- Farmstead, an online grocer that delivers local products to consumers and uses artificial intelligence for precision sourcing, has launched in San Francisco, according to a company release. The company has raised $2.8 million in seed funding, and claims that it can deliver local food from "farm to fridge" in 60 minutes.
- Using proprietary machine learning software, Farmstead can predict a customer’s habits after one order, and will source accordingly from local suppliers. The company also utilizes a series of small warehouses rather than one large facility to fill orders, and maps out “eco-friendly routes” to get orders to customers quickly and efficiently.
- Farmstead offers free delivery for customers who elect to receive weekly orders that utilize eco-friendly routes. Beyond that option, regular delivery is $3.99 and one-hour delivery is $4.99.
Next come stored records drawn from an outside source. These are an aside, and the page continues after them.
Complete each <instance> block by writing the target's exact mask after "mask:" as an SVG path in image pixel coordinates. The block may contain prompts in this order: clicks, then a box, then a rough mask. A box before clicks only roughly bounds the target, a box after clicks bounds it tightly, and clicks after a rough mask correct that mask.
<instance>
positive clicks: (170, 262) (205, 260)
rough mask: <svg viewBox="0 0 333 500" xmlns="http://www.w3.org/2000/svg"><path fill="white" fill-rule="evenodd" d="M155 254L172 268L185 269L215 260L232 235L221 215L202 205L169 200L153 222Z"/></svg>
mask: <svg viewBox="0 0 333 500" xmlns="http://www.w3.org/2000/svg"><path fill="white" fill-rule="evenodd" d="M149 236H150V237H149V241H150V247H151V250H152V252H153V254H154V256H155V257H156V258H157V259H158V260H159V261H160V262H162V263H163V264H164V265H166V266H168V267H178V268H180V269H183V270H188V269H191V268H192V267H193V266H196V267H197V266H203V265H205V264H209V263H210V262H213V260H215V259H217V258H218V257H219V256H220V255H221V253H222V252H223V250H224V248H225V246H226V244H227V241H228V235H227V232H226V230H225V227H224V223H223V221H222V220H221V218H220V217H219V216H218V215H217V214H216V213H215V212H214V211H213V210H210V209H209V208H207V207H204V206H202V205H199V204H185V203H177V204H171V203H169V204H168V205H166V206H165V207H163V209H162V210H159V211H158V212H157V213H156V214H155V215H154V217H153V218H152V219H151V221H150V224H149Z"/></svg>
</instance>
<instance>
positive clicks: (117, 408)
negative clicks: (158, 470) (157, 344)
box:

Farmstead calls itself a technology company rather than a grocer, underscoring the focus on its sourcing model, which uses artificial intelligence to precisely determine product sourcing based on customer orders. In an industry that’s integrating more customer data and cutting-edge software into its merchandising and supply operations, this seems particularly well-timed.
The company's dedication to food waste reduction is also a savvy move. The supermarket industry is incredibly wasteful, throwing out an estimated 10% of all food that hits store shelves, according to the U.S. Department of Agriculture. Tackling food waste will no doubt go over well with Farmstead’s eco-conscious consumers, and it also saves a lot of money.
Cutting costs this way allows Farmstead to keep its prices and delivery fees low. The startup matches local supermarket prices on all of its products, and its $4.99 fee for one-hour delivery is better than many e-commerce competitors.
There are other ways the startup is saving money, too. Like other pure-play online grocers that have come onto the scene recently, including Thrive Market, MoveButter and Brandless, Farmstead offers a limited assortment of high-demand products. The company also frequently tests products in order to keep its lineup fresh, and its app quizzes customers on their eating habits in order to better hone its supply algorithms.
With little brand recognition in a grocery market that includes many established players, including a surging Amazon, e-commerce startups are focusing on low prices and high-quality products in order to stand out. Growing demand for online shopping is also aiding growth, though research shows that many consumers still prefer to buy fresh products from their local supermarket.
Farmstead, which has delivered 15,000 orders across the Bay Area as part of its test run, faces numerous hurdles to gaining loyal customers and expanding its reach. Still, its cost competitiveness and tech savvy certainly give it an edge. If a wider market isn’t in the cards, the company could also sell or lease its proprietary technology to other retailers.